Вот так всегда. Другой бы на моём месте плясал от радости, а я вновь «сидел на двух стульях», не зная к какому берегу податься. Почти умершая мечта, вновь ожила. У меня словно выросли крылья, но лететь я не мог. Нежелание покидать часть, к которой я уже привык, камнем тянуло меня вниз. Вот эта середина на половину сопровождает меня всю жизнь. Хорошо, что есть рядом люди, твёрдо знающие, как нужно поступать. Я имел ввиду командира части полковника Хрустова. Его приказ откомандировать меня в распоряжение ансамбля не имел двух смыслов. Если бы даже я теперь заартачился и по какой-то причине отказывался покидать часть, телегу развернуть в обратную сторону уже было невозможно. Всё так быстро закрутилось, подгоняемое приказом командира части. Мне положено было у старшины получить обходной лист, собрать ряд подписей, что я ни единой службе ничего не должен. Звягинцев подержал, подержал пустой бланк в руках и бросил его на стол, зная, что я не успею ничего сделать. Даже моё оружие придирчивый старшина не стал проверять, хорошо ли оно почищено. Он пожал мне руку и тихо сказал:

–Спасибо за службу.

Я побежал к Слуцкому. Тот уже всё знал. Он тоже пожал мне руку со словами:

–Что ж…тебе надо расти. Желаю удачи. Не забывай нас.

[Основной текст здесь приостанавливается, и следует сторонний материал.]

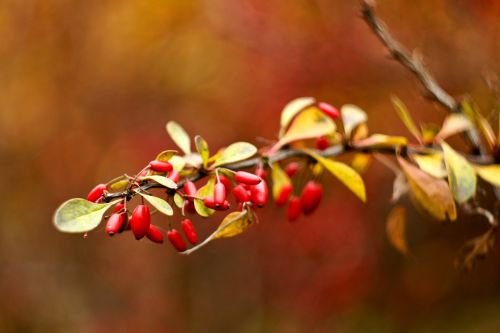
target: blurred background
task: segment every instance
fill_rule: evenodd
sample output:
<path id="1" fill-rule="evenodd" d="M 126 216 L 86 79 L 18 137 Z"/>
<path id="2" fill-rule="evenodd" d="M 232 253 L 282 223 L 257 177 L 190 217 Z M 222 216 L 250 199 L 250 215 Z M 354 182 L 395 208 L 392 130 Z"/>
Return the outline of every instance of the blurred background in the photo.
<path id="1" fill-rule="evenodd" d="M 445 89 L 489 114 L 498 1 L 380 0 L 378 11 Z M 405 259 L 385 236 L 393 174 L 379 163 L 364 175 L 367 204 L 325 177 L 311 218 L 289 224 L 270 203 L 247 233 L 190 257 L 52 225 L 61 202 L 173 148 L 168 120 L 213 150 L 275 139 L 299 96 L 357 104 L 372 132 L 409 136 L 392 94 L 440 124 L 357 1 L 1 0 L 0 41 L 1 332 L 500 331 L 498 248 L 471 273 L 453 267 L 486 223 L 437 225 L 410 207 Z M 208 234 L 220 217 L 195 223 Z"/>

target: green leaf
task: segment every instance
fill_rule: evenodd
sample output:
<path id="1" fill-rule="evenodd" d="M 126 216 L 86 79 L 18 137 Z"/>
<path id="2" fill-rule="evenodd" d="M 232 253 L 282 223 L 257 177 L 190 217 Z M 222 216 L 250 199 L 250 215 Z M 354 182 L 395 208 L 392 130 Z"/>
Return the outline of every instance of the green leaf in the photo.
<path id="1" fill-rule="evenodd" d="M 257 153 L 257 148 L 254 145 L 248 142 L 235 142 L 224 149 L 212 167 L 242 161 L 252 157 L 255 153 Z"/>
<path id="2" fill-rule="evenodd" d="M 280 137 L 282 137 L 283 133 L 285 133 L 285 130 L 292 121 L 293 117 L 315 102 L 316 100 L 313 97 L 299 97 L 285 105 L 283 111 L 281 111 Z"/>
<path id="3" fill-rule="evenodd" d="M 167 216 L 172 216 L 174 215 L 174 211 L 172 210 L 172 207 L 166 202 L 165 200 L 144 194 L 142 192 L 138 192 L 140 196 L 142 196 L 144 199 L 146 199 L 147 202 L 149 202 L 154 208 L 158 209 L 158 211 L 162 214 L 165 214 Z"/>
<path id="4" fill-rule="evenodd" d="M 306 150 L 316 161 L 347 186 L 361 201 L 366 202 L 366 190 L 363 178 L 347 164 L 324 158 L 312 150 Z"/>
<path id="5" fill-rule="evenodd" d="M 439 221 L 455 221 L 457 208 L 448 184 L 397 156 L 415 202 Z"/>
<path id="6" fill-rule="evenodd" d="M 97 204 L 85 199 L 70 199 L 57 208 L 53 222 L 57 230 L 62 232 L 87 232 L 96 228 L 102 221 L 104 213 L 117 201 Z"/>
<path id="7" fill-rule="evenodd" d="M 441 147 L 453 197 L 458 203 L 464 203 L 476 194 L 477 177 L 474 168 L 446 142 L 441 142 Z"/>
<path id="8" fill-rule="evenodd" d="M 393 96 L 391 98 L 391 101 L 392 105 L 396 109 L 396 112 L 398 113 L 399 118 L 406 126 L 408 131 L 410 131 L 410 133 L 413 134 L 413 136 L 418 140 L 418 142 L 422 142 L 422 135 L 420 134 L 420 131 L 418 130 L 417 126 L 415 125 L 415 122 L 413 121 L 410 113 L 408 112 L 406 105 L 404 105 L 404 103 L 396 96 Z"/>
<path id="9" fill-rule="evenodd" d="M 278 199 L 283 186 L 290 185 L 291 181 L 278 163 L 274 163 L 271 168 L 271 179 L 273 180 L 273 198 Z"/>
<path id="10" fill-rule="evenodd" d="M 196 144 L 196 150 L 200 154 L 203 167 L 206 168 L 208 165 L 208 158 L 210 157 L 208 143 L 200 135 L 195 136 L 194 143 Z"/>
<path id="11" fill-rule="evenodd" d="M 142 179 L 149 179 L 149 180 L 155 181 L 158 184 L 163 185 L 166 188 L 170 188 L 173 190 L 175 190 L 177 188 L 177 184 L 172 179 L 164 177 L 164 176 L 158 176 L 158 175 L 146 176 L 146 177 L 142 177 Z"/>
<path id="12" fill-rule="evenodd" d="M 293 119 L 286 133 L 274 145 L 273 150 L 293 141 L 333 134 L 335 128 L 333 120 L 320 109 L 315 106 L 308 107 Z"/>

Офицер штаба, оформлявший мне прогонные документы, то же торопился и торопил меня:

–Хватит тебе суток добраться до Ростова? – спросил он. За соседним столом сержант-сверхсрочник поднял глаза на нас и сказал, мол, туда езды десять, от силы двенадцать часов. Но я почему-то почувствовал, что из этой ситуации для своей пользы могу выжать больше, нежели положено.

– Мне бы домой заехать, – скромно попросил я и малость приврал, – за баяном.

–У тебя же вот баян, – ответил офицер, пнув ногой футляр с инструментом, стоявшим подле меня.

–Мне нужно свой взять. Этот баян брата, – соврал я. – А мой в мастерской на ремонте.

Выцыганил я всё-таки ещё трое суток, чтобы повидаться с друзьями, а то, когда отпуск получишь, и получишь ли его вообще.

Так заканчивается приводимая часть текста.